# Rooter is easy



## Plumber (Jan 18, 2009)

Sunday calls from old commercial customers shouldn't happen to me.


----------



## OpenSights (Mar 23, 2015)

I had that happen to me at a seafood chain (to top it off it was our first time there). I've come up into toilets a number of times and know what it feels like, but the one time my cable broke the trap it happened in a split second.


----------



## Redwood (Sep 8, 2008)

Back to back got the best of ya eh?


----------



## Roto-Rooter (Jan 31, 2015)

Plumber,

Have you got a tail piece ahead of your blades. That is what the picture looks like. I have never used a set up like that as I figured the blades could not get to the roots and cut good???? Roto-Rooter makes them just never have used that.


----------



## Redwood (Sep 8, 2008)

Roto-Rooter said:


> Plumber,
> 
> Have you got a tail piece ahead of your blades. That is what the picture looks like. I have never used a set up like that as I figured the blades could not get to the roots and cut good???? Roto-Rooter makes them just never have used that.

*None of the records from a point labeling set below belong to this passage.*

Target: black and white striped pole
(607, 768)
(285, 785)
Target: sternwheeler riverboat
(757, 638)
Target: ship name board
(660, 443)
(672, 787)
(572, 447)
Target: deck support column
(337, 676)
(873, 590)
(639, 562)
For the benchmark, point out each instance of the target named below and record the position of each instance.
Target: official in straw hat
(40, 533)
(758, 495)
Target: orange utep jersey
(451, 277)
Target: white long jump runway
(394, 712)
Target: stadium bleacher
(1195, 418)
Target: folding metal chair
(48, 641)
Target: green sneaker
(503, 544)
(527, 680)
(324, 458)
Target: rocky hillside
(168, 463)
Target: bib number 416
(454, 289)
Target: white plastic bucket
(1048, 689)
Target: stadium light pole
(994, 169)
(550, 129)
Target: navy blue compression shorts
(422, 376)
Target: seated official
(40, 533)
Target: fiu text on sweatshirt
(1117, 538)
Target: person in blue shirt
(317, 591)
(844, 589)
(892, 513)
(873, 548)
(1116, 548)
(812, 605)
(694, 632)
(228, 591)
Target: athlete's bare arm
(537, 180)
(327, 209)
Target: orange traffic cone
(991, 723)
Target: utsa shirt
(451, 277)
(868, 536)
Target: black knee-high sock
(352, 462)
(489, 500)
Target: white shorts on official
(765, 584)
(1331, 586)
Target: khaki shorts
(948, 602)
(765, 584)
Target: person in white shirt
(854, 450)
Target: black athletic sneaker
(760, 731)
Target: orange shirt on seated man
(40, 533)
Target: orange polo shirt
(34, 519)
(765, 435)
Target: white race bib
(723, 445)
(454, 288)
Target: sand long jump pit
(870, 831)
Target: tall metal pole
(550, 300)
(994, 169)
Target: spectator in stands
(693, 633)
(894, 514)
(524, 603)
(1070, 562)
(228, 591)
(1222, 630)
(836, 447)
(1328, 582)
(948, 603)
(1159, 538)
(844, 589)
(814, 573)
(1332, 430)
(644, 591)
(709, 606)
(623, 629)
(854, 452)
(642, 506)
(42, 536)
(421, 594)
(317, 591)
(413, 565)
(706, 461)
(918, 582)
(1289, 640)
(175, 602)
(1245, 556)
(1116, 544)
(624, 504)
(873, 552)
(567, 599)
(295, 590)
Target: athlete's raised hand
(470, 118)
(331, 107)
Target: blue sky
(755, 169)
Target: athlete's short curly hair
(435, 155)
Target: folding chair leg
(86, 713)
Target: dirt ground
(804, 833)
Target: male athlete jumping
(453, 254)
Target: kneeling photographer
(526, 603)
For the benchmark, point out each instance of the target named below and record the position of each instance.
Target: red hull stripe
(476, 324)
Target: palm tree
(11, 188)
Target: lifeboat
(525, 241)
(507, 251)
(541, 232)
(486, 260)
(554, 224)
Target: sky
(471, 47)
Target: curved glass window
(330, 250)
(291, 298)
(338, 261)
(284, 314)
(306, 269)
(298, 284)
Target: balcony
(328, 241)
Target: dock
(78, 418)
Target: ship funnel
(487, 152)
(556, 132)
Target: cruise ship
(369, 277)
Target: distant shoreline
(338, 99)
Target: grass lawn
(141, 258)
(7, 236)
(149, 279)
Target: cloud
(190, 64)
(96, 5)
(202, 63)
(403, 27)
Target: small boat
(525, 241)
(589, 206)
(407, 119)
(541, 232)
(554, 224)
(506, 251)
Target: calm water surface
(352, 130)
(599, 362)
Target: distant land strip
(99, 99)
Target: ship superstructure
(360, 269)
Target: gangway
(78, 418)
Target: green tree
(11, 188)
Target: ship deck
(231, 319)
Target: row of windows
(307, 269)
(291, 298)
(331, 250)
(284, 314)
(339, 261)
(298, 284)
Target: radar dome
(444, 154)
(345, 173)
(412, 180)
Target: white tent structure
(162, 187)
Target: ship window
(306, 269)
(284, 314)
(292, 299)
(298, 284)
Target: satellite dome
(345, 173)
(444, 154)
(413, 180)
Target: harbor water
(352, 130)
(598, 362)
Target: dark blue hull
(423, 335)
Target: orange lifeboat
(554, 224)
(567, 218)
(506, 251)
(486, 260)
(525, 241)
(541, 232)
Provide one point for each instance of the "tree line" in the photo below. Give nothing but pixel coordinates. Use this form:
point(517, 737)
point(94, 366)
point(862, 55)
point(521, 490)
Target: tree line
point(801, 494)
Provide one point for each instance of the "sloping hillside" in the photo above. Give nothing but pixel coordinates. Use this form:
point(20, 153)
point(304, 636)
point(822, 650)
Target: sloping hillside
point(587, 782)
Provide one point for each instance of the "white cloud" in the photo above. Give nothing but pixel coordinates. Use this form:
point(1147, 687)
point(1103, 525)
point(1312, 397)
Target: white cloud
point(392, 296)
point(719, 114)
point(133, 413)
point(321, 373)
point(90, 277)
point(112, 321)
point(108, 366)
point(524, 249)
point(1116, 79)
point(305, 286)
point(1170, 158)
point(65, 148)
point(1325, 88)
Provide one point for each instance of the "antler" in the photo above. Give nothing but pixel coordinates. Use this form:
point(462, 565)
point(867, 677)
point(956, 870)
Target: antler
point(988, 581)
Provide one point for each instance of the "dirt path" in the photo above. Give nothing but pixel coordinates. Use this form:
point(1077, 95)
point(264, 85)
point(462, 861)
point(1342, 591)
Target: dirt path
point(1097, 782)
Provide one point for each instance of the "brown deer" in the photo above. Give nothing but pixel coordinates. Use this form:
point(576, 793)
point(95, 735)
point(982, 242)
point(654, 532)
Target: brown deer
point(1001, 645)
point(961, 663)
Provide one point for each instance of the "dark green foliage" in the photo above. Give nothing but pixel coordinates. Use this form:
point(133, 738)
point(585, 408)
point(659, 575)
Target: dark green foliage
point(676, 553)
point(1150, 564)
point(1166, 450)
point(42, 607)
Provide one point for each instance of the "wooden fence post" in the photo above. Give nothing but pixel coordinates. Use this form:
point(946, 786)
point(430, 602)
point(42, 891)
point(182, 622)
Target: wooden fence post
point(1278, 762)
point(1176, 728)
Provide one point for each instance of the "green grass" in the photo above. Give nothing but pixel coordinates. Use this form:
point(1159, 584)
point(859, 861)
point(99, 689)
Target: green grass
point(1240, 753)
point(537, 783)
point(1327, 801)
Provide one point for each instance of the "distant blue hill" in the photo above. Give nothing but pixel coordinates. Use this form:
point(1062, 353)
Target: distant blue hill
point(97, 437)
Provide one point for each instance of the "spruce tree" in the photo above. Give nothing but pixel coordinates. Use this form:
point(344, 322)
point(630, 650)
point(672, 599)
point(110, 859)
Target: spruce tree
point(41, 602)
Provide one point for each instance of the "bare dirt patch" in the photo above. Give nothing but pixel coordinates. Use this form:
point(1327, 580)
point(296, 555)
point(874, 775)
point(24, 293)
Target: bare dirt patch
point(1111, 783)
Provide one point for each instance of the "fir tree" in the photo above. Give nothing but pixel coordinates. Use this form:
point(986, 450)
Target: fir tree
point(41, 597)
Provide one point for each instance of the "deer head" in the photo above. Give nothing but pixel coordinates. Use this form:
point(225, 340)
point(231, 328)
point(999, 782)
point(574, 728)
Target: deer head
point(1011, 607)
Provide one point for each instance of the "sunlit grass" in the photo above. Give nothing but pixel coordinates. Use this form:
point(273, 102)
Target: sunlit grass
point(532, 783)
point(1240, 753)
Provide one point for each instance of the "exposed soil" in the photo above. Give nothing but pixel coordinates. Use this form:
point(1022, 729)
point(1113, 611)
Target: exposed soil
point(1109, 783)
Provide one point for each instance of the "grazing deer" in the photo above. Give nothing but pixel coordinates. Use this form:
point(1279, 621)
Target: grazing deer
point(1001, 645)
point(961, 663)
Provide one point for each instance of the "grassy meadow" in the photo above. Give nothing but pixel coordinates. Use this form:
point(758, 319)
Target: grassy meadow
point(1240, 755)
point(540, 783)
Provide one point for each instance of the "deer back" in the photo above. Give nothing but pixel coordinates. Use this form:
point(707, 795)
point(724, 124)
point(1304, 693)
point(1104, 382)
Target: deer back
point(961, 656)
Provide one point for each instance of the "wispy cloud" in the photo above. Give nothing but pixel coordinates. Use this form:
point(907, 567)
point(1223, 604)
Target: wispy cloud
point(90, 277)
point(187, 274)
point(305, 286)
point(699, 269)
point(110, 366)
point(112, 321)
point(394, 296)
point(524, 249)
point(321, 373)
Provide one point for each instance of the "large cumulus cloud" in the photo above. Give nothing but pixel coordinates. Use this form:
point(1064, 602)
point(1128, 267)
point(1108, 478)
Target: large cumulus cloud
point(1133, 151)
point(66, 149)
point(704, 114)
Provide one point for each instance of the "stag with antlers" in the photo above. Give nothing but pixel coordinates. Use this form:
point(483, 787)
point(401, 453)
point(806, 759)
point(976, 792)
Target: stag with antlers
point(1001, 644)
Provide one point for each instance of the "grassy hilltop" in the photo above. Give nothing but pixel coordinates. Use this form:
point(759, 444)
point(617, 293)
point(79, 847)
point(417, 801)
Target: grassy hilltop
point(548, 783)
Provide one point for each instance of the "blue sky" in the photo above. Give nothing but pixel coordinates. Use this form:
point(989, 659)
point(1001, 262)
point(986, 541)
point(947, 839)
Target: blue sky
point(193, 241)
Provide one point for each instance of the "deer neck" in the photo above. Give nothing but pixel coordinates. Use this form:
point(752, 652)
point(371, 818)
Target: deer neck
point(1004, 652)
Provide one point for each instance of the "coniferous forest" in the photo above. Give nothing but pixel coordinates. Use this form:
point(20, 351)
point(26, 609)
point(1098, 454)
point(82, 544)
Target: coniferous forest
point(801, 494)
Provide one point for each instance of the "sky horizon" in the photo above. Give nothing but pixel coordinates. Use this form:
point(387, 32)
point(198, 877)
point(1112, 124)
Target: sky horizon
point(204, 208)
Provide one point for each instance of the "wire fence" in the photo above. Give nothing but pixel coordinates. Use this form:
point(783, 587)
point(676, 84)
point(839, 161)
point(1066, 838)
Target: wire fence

I use one like that on almost every job and very seldom have it hold the blade back from getting to the roots...


----------



## Tommy plumber (Feb 19, 2010)

So who pays for the broken commode?

Scenario#1: "Configuration of the drainage piping is incorrect and not up to code, that's why the cable came up and broke the porcelain. Now I have to charge you to replace the toilet. That'll be extra."

Scenario#2: "Oops. Sorry. No charge for any of the work today since it is all my fault."

So, which was it?


----------



## Plumber (Jan 18, 2009)

Roto-Rooter said:


> Plumber,
> 
> Have you got a tail piece ahead of your blades. That is what the picture looks like. I have never used a set up like that as I figured the blades could not get to the roots and cut good???? Roto-Rooter makes them just never have used that.


When I'm going through the closet bend I will use it. This drain line is totally wacked. I had a hard time getting a 3/8 cable through. It was a back to back thing with 2 stores involved and about 20 women using 2 toilets.



Tommy plumber said:


> So who pays for the broken commode?
> 
> Scenario#1: "Configuration of the drainage piping is incorrect and not up to code, that's why the cable came up and broke the porcelain. Now I have to charge you to replace the toilet. That'll be extra."


It was a Sunday and I was way out of my service area. I only went there because it was a Facilities Management company that we did work for every month here in town and she begged me. I did not want to fight the city traffic on a week day so I let it go.



Tommy plumber said:


> Scenario#2: "Oops. Sorry. No charge for any of the work today since it is all my fault."
> 
> So, which was it?


The same Facilities Company tried to make me pay for it today and I told them to go to hell. She said they won't pay me now. How am I responsible for reversed fittings in slab? 

I've already contacted the store's district manager about the threat of no payment, which in any state is grounds for a whole bunch of problems.

I don't care if I lost the account. The chain is weeks away from delisting on NYSE. Those accounts are a dime a dozen and slooow pay. 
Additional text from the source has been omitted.